La mostra “Dalí Experience” varca la soglia di Palazzo Belloni e approda in città.
con-fine Art ha mantenuto la promessa: come già annunciato dai curatori della mostra alcune delle maxi-sculture di Salvador Dalí, parte della collezione di Beniamino Levi, sono state posizionate in alcuni dei luoghi più rappresentativi di Bologna.

“Dalí Experience” come museo diffuso, accessibile e condivisibile a tutti.
Le sculture monumentali sono in tutto quattro.
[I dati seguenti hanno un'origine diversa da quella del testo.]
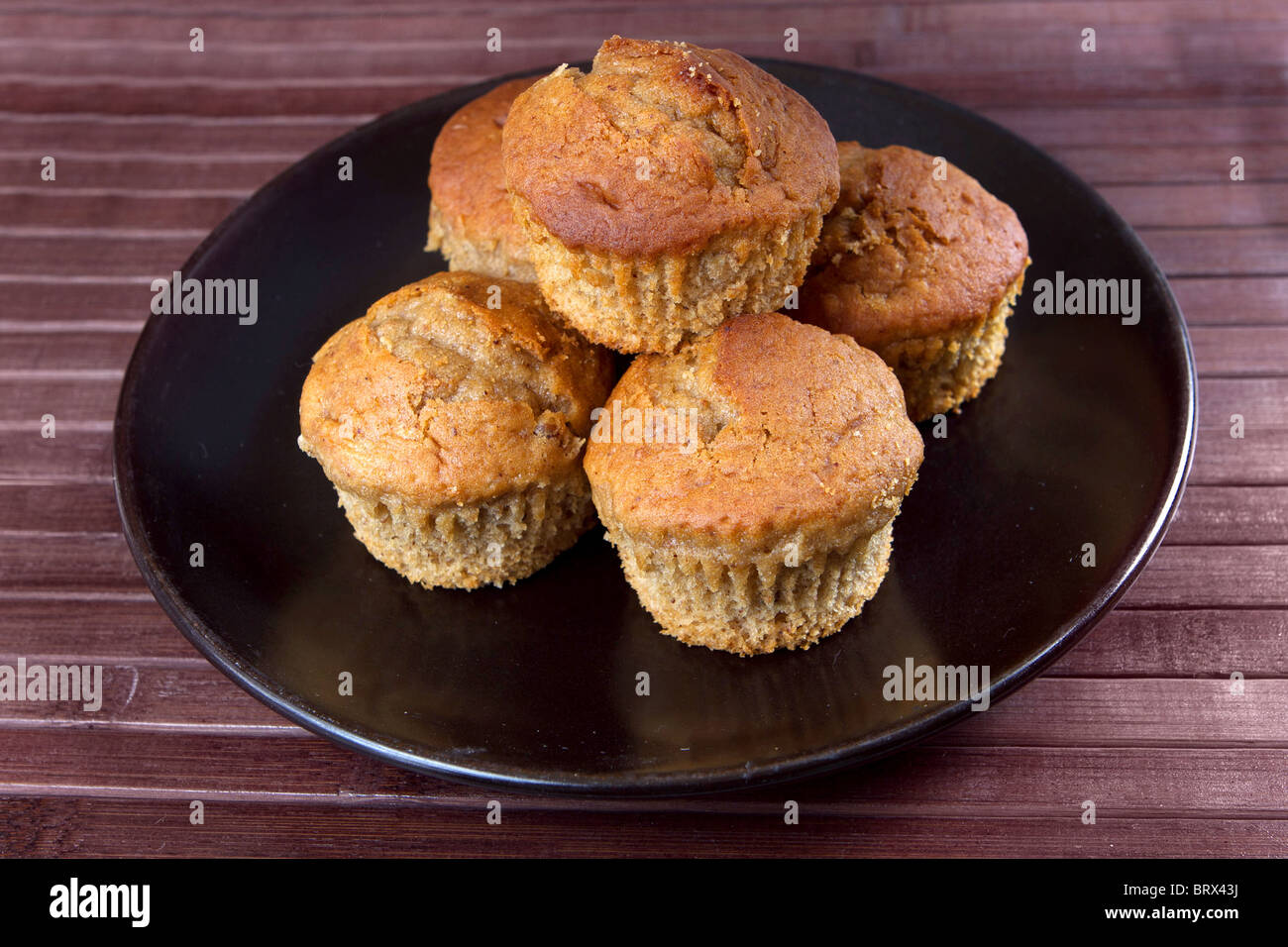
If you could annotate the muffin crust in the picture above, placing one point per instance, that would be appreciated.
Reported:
(921, 270)
(469, 213)
(452, 431)
(772, 528)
All’aeroporto Guglielmo Marconi è stata collocata la “Danza del tempo II”, con il noto orologio molle daliniano, tra i simboli più amati e riconosciuti dell’artista.
In Piazza Liber Paradisus, nei pressi della sede del nuovo Comune, è stata collocata “Omaggio a Tersicore”, una delle nove muse mitologiche a cui Dalí propone un’immagine riflessa, opponendo una figura morbida e carnale a una dura e scultorea.
Ai Giardini Margherita, polmone verde della città, è stato invece dedicato il “Cavallo con orologio molle”, imponente opera che raffigura un animale surreale con in sella il noto orologio molle di Dalí.
Nei pressi della stazione Alta Velocità, esattamente di fronte al Monumento della Shoah, è stata collocata l’opera “Profilo del tempo”. Fortemente voluta dalla Comunità Ebraica, rimarca l’associazione dell’artista tra tempo e memoria e l’orologio molle, anche qui presente, diventa il guardiano di un tempo che non si può bloccare.

Opere pregne di significato che arricchiscono Bologna di bellezza e arte, suscitando da subito la curiosità di turisti e bolognesi, in una celebrazione diffusa che abbraccia tutta la città.